First, donor is chosen to serve full SST, and during the SST was in progress, on donor the explicit desync was executed:
[7cf5e9886947] {root} ((none)) > set global wsrep_desync = ON;
Query OK, 0 rows affected (0.00 sec)
Log from donor:
2016-10-02 13:10:47 10465 [Note] WSREP: Member 1.0 (node3) requested state transfer from 'node1'. Selected 0.0 (node1)(SYNCED) as donor.
2016-10-02 13:10:47 10465 [Note] WSREP: Shifting SYNCED -> DONOR/DESYNCED (TO: 26066)
2016-10-02 13:10:47 10465 [Note] WSREP: wsrep_notify_cmd is not defined, skipping notification.

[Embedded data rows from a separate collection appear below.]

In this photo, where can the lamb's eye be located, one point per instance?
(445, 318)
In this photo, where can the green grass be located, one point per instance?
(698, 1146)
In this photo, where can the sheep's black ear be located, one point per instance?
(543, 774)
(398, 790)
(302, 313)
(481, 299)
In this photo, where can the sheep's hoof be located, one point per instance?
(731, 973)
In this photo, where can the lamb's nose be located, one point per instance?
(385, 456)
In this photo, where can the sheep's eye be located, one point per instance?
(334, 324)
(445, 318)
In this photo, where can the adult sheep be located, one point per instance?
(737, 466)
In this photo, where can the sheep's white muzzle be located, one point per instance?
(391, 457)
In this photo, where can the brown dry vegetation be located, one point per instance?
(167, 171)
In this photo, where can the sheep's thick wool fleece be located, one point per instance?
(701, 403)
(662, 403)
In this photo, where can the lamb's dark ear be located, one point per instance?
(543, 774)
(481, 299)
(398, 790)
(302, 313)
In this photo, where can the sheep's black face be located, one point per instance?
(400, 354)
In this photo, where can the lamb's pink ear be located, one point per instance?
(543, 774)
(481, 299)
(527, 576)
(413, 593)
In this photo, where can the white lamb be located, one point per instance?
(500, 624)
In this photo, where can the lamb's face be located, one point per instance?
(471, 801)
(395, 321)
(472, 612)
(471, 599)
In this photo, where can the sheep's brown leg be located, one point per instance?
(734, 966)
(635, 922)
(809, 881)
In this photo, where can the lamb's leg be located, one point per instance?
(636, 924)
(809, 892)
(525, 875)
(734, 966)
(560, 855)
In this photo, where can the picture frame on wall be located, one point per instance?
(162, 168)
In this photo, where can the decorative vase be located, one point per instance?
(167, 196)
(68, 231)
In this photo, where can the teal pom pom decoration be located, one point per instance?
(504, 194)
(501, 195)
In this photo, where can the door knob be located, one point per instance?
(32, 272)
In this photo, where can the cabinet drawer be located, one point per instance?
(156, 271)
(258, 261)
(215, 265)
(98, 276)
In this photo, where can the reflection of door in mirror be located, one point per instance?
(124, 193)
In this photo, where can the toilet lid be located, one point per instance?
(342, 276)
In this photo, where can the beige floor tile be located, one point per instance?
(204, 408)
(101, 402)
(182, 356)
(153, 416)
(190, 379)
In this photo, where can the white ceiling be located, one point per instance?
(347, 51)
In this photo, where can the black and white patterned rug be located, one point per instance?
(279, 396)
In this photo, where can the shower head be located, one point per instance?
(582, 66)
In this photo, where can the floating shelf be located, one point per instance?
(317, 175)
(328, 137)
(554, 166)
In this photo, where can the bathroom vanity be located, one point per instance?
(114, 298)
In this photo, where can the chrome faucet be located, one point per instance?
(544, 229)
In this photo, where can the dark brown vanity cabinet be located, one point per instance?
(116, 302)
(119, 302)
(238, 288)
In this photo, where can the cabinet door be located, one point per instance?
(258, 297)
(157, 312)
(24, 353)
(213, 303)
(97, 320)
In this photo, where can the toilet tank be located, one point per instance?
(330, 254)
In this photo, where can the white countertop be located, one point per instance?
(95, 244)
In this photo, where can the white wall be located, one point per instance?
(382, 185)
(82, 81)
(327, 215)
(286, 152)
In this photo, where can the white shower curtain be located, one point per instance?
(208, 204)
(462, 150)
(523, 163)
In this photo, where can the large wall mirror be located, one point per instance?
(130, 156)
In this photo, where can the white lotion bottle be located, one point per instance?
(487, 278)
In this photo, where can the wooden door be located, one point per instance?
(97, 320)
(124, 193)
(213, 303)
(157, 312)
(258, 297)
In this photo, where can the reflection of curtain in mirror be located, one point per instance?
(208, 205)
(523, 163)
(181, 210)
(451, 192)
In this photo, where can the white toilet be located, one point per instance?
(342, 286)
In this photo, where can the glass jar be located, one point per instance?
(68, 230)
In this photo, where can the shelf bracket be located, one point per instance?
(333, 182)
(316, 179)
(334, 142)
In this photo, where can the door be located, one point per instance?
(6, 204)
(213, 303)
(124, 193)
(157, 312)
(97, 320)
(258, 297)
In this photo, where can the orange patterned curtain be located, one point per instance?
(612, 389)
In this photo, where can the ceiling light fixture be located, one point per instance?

2016-10-02 13:10:47 10465 [Note] WSREP: Running: 'wsrep_sst_xtrabackup-v2 --role 'donor' --address '172.17.0.3:4444/xtrabackup_sst//1' --socket '/var/run/mysqld/mysqld.sock' --datadir '/var/lib/mysql/' --defaults-file '/etc/my.cnf' --defaults-group-suffix '' --binlog 'mysql-binlog' --gtid '3e6fc59a-75a5-11e6-8d27-c6583ca1a844:26066''
2016-10-02 13:10:47 10465 [Note] WSREP: sst_donor_thread signaled with 0
WSREP_SST: [INFO] Streaming with xbstream (20161002 13:10:47.426)
WSREP_SST: [INFO] Using socat as streamer (20161002 13:10:47.428)
WSREP_SST: [INFO] Using /tmp/tmp.85qn89WXgV as xtrabackup temporary directory (20161002 13:10:47.441)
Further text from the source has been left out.